Esperanza abrió la puerta del mueble que se encontraba sobre el fregadero. Sacó un vaso de cristal. A continuación, cogió la jarra con filtro para el agua, que se hallaba al lado del frigorífico. Salió de la cocina y se dirigió con una caminar ágil para una señora que rozaba los ochenta años hacia el sillón que estaba frente al televisor del salón.

El piso se encontraba dolorosamente vacío desde que Adolfo, su marido, había fallecido hacía aproximadamente un año y medio. Sus tres hijos iban a visitarla los fines de semana con sus familias. La ternura de sus nietos alegraba temporalmente su corazón, pero después de cada visita volvía a encontrarse allí, sola, entre aquellas frías cuatro paredes.

Depositó la jarra y el vaso sobre la mesa, y se sentó en el sillón. Era un sillón muy cómodo, conocido como “relax”. Allí dormía unas largas y plácidas siestas. Se sirvió un vaso de agua y encendió la televisión. Puso el noticiario de la noche de Canal Sur. Se pasaba los días entre noticias, telenovelas y concursos.

Una periodista contaba cómo en los hospitales de Wuhan, una ciudad china, habían detectado los primeros casos de una neumonía de origen desconocido.

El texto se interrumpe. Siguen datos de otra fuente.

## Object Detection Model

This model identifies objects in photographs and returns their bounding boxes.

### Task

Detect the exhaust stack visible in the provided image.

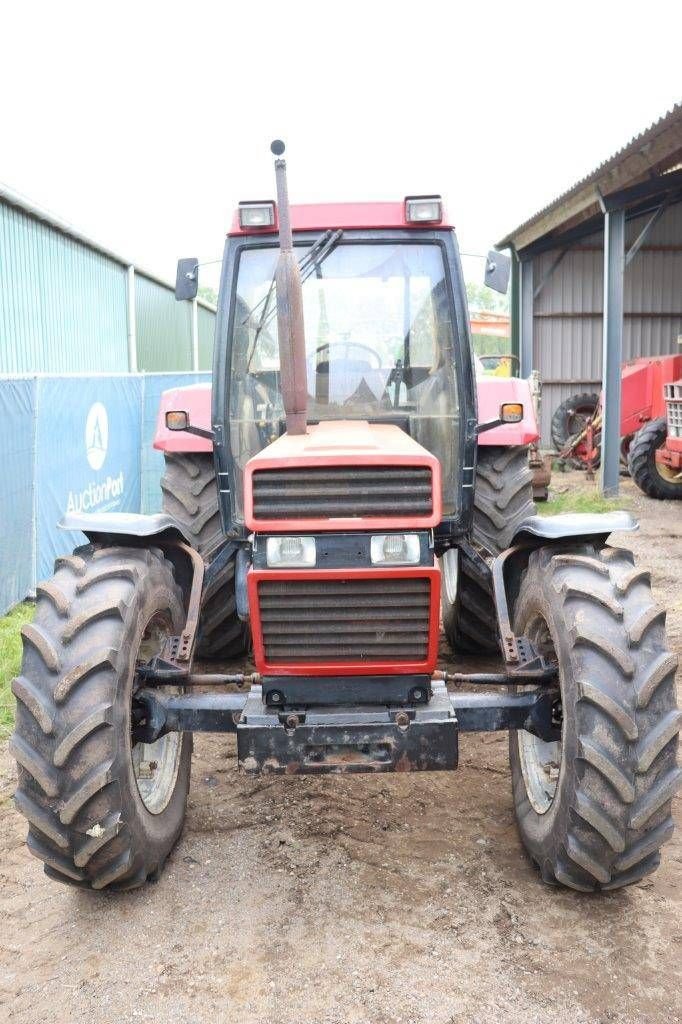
[270,139,308,434]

Cada día, sentada en su sillón relax frente al televisor, Esperanza asistía a la evolución de esta nueva enfermedad, llamada COVID-19, provocada por un cruel tipo de virus, un coronavirus en concreto. Sus síntomas más comunes eran: cansancio, fiebre y tos seca, pero en los peores casos podía causar una neumonía, que era más letal en las personas mayores y pacientes de diferentes enfermedades. Se transmitía a través de la tos, los estornudos y las espiraciones.

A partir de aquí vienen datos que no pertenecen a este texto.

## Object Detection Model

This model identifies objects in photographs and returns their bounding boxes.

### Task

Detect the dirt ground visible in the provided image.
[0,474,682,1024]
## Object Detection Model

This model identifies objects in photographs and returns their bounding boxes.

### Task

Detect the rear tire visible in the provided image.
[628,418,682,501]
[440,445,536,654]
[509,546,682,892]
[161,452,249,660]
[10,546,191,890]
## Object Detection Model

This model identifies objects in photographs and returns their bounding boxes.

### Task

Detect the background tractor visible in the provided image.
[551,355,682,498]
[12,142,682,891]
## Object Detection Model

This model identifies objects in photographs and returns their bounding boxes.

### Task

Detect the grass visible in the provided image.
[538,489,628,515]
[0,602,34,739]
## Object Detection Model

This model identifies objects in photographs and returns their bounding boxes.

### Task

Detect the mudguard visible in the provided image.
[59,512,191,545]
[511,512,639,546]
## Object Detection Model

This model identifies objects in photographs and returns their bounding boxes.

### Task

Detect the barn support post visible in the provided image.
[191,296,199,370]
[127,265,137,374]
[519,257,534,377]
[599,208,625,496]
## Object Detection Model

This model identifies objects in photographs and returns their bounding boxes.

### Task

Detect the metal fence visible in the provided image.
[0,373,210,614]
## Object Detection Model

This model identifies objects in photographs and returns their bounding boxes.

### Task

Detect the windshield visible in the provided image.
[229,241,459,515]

Se propagó cómo la pólvora por todo el mundo. El once de marzo, la Organización Mundial de la Salud consideraba ya la enfermedad una pandemia. Tres días después, el gobierno español declaraba el estado de alarma. Nadie podría salir de su casa durante los próximos quince días, salvo por motivos justificados.

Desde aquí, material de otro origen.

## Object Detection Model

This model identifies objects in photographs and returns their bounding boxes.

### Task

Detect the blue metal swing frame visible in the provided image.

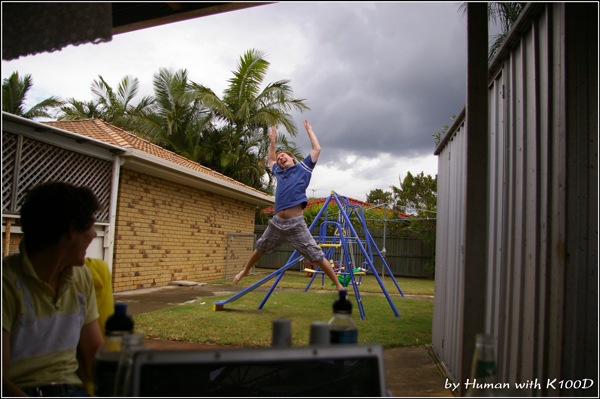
[213,191,404,320]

Esperanza vivía este acontecimiento histórico con una mezcla de incredulidad y aflicción. Alguna vez había escuchado que a cada generación le toca vivir una gran crisis. Esta parecía ser la suya.

Una semana después de la declaración del estado de alarma, estaba viendo el programa de actualidad Andalucía Directo en su televisor. Una periodista contaba como el número de fallecidos en España superaba ya los mil trescientos. “¡Dios mío!”, exclamó para sí misma.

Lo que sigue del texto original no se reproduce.